Diagnosis of PD of the breast is primarily clinical, with pathologic confirmation. All patients with clinically suspected PD should be evaluated using the following tests to determine the need for biopsy.

Mammography with magnification views of the NAC will show thickening, retraction, or flattening of the nipple, microcalcifications of the retroareolar region, and/or a subareolar mass.³ However, because breast tissue appears normal on mammography in 22% to 71% of patients,^1,5 the use of ultrasound and potentially MRI to delineate the extent of disease is warranted.

Ultrasound. While there are no characteristic findings on ultrasound, it can be used to detect dilation of the subareolar ducts, calcification, or a mass.⁴

MRI has a higher sensitivity for detection of occult disease.^2,5 MRI is also useful in the evaluation of axillary node asymmetry, which may indicate nodal involvement.²

Treatment is variable and has not been widely studied

Due to the rarity of PD, there are no randomized studies to point toward optimal treatment strategies.⁷ Treatment for PD is typically surgical and often involves mastectomy, with or without axillary node dissection.¹ Retrospective analyses have demonstrated that central lumpectomy (complete resection of the NAC and underlying disease) with radiation therapy has outcomes similar to mastectomy;² however, the cosmetic result is sometimes unfavorable.

In cases where there is no palpable mass nor mammographic findings of disease, breast conserving therapy may be considered. If chemotherapy is considered, it should be chosen based on the receptor profile of the disease and subsequent oncotype scoring.

The prognosis for patients with PD who are adequately treated and remain disease free after 5 years is excellent. These patients are likely to have achieved cure.²

Our patient underwent left simple mastectomy with sentinel node biopsy and tissue expander placement. Her postoperative course was uncomplicated, and she was discharged home on postoperative Day 1. On final pathology, the 2 sentinel nodes were disease free. The left mastectomy specimen was found to have high-grade DCIS with clear surgical margins. The area of involvement was found to be 3.5 cm × 3 cm in size and had clear skin margins. At follow-up one year later, the patient was doing well with no evidence of disease. She subsequently underwent implant insertion.

THE TAKEAWAY

This case highlights the unique progression of undiagnosed PD of the breast. It also highlights the importance of ruling out PD when skin changes involving the nipple are present, despite other possible explanations for those changes. This case in particular was complicated by a proximal history of breastfeeding, which erroneously provided an explanation and false reassurance for the primary care provider and patient.

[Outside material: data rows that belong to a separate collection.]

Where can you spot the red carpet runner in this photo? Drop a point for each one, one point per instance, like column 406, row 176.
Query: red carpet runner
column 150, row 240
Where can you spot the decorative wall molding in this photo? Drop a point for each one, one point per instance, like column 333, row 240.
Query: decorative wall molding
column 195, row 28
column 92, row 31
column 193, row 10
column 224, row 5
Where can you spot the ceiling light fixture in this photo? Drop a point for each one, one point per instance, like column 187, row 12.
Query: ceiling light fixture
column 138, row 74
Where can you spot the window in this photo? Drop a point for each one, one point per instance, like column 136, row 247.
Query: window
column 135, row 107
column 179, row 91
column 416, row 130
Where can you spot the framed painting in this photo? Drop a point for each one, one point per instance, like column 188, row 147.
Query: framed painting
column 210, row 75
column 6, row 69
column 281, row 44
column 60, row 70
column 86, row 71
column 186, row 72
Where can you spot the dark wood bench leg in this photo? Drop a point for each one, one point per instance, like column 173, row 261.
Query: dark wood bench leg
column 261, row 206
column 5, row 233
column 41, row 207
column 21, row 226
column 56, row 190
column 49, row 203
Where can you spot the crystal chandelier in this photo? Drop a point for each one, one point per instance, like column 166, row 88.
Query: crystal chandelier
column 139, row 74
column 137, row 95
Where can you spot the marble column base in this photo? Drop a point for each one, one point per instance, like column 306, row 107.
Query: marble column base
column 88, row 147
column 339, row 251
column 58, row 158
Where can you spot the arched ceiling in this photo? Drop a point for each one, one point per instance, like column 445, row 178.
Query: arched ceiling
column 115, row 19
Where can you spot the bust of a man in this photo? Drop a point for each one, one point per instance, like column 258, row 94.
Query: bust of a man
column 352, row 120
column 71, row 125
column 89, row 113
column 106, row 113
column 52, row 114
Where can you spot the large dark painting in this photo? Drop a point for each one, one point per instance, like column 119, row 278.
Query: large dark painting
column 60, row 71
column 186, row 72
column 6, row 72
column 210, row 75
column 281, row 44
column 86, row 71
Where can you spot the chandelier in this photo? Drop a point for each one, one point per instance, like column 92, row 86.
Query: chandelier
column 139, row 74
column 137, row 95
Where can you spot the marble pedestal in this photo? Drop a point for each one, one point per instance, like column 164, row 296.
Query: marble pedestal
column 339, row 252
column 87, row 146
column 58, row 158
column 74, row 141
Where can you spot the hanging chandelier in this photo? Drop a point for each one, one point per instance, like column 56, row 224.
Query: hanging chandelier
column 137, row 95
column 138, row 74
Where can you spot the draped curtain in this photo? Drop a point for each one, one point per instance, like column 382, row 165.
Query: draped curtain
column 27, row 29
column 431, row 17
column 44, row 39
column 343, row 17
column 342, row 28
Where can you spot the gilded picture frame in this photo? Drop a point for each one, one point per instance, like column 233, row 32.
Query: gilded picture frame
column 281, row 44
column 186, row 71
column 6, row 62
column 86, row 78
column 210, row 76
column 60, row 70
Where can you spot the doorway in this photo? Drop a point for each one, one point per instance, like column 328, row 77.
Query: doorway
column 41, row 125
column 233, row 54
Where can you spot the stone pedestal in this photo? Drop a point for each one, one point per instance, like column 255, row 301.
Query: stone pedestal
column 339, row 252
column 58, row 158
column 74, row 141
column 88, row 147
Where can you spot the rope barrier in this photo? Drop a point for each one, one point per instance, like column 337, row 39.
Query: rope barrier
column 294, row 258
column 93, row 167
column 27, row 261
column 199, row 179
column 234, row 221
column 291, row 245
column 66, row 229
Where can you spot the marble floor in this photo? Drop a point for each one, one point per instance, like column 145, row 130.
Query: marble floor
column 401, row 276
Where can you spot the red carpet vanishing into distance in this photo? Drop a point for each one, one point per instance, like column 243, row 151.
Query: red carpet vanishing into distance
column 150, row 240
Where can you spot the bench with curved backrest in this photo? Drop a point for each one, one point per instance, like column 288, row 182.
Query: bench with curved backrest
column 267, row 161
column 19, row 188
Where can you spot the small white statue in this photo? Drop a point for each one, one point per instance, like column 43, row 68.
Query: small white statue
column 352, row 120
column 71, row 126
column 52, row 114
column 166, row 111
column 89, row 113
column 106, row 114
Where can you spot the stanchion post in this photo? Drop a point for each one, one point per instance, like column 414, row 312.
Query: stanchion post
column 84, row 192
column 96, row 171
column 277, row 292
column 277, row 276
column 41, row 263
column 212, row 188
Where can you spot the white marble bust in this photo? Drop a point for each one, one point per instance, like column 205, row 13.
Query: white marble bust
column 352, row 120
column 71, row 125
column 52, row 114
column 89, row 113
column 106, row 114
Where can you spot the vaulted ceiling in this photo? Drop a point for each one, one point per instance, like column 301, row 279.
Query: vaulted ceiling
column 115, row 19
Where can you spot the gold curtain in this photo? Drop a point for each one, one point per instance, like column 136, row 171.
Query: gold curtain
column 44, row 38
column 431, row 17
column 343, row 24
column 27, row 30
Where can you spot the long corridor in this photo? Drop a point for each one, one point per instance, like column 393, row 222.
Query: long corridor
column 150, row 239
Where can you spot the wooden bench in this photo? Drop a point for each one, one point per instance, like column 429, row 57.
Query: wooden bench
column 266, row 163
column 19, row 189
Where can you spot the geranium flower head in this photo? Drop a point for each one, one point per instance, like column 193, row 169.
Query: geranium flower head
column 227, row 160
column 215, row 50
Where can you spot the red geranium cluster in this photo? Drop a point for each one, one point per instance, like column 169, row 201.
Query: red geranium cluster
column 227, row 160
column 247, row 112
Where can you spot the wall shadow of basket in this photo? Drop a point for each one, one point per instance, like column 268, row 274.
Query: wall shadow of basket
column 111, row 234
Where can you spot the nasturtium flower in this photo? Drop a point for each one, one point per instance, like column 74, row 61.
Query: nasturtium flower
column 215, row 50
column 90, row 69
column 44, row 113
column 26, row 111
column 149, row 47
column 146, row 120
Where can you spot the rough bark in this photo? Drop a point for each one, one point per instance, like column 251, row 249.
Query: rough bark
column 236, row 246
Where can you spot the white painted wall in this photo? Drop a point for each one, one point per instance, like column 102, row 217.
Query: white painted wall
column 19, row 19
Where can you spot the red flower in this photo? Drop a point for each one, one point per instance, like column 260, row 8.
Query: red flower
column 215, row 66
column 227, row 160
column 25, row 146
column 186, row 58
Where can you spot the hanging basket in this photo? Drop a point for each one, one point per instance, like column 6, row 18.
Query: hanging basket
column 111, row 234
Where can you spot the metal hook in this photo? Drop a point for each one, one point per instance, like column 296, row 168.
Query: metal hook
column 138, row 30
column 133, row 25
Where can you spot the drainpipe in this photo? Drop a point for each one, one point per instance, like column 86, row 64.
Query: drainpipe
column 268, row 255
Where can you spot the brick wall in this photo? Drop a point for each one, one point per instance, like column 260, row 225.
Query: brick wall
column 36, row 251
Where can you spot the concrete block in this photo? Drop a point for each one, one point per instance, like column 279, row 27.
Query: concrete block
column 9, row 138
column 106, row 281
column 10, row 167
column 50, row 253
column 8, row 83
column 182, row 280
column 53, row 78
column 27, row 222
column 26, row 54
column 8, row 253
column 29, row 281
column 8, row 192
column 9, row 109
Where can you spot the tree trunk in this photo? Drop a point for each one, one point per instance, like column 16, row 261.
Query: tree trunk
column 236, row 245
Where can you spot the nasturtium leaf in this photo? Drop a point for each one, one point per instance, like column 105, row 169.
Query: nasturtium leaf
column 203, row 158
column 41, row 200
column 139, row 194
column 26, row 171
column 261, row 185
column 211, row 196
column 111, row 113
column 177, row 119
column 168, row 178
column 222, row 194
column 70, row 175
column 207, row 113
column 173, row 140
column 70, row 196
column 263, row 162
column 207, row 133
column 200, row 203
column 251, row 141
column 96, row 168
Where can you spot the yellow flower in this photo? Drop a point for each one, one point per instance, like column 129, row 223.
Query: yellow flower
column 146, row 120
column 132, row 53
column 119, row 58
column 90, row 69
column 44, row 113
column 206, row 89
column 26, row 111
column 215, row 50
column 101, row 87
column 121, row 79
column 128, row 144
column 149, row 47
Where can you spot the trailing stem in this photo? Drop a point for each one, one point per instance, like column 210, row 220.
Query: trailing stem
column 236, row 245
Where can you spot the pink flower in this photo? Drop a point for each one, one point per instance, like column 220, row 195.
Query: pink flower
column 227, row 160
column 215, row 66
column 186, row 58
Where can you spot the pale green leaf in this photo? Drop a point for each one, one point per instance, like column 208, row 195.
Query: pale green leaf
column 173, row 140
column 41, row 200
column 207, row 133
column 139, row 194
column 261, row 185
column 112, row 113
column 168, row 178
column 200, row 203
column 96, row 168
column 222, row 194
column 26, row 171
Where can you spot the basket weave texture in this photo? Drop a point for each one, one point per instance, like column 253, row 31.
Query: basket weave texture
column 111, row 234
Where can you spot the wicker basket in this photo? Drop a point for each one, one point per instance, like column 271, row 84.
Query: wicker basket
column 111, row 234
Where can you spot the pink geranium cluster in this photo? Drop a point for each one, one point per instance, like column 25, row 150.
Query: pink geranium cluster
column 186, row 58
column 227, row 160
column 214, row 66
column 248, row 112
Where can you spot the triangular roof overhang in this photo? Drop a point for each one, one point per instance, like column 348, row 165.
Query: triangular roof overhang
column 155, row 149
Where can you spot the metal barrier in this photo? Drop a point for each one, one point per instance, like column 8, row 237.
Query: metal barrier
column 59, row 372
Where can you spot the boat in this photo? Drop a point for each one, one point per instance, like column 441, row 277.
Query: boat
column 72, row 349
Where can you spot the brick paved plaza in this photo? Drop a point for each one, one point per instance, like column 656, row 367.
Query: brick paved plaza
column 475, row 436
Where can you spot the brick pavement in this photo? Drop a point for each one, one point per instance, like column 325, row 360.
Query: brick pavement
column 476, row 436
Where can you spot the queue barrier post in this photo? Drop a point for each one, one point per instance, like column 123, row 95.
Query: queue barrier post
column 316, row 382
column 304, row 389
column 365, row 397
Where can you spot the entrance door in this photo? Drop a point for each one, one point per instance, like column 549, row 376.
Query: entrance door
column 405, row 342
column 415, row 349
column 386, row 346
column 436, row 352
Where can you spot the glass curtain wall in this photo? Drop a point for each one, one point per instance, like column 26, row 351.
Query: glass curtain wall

Due to the common association of PD of the breast with underlying DCIS or invasive cancer, the most important aspect of care is early diagnostic work-up and appropriate referral. Primary care physicians have a unique role in obtaining appropriate early diagnostic tests (including mammogram and ultrasound) and making the necessary referral to a breast specialist in the presence of an abnormal physical exam involving the NAC, even in the absence of a palpable mass. In our patient’s case, punch biopsy of the NAC would have been appropriate at the first signs of friable, erythematous changes.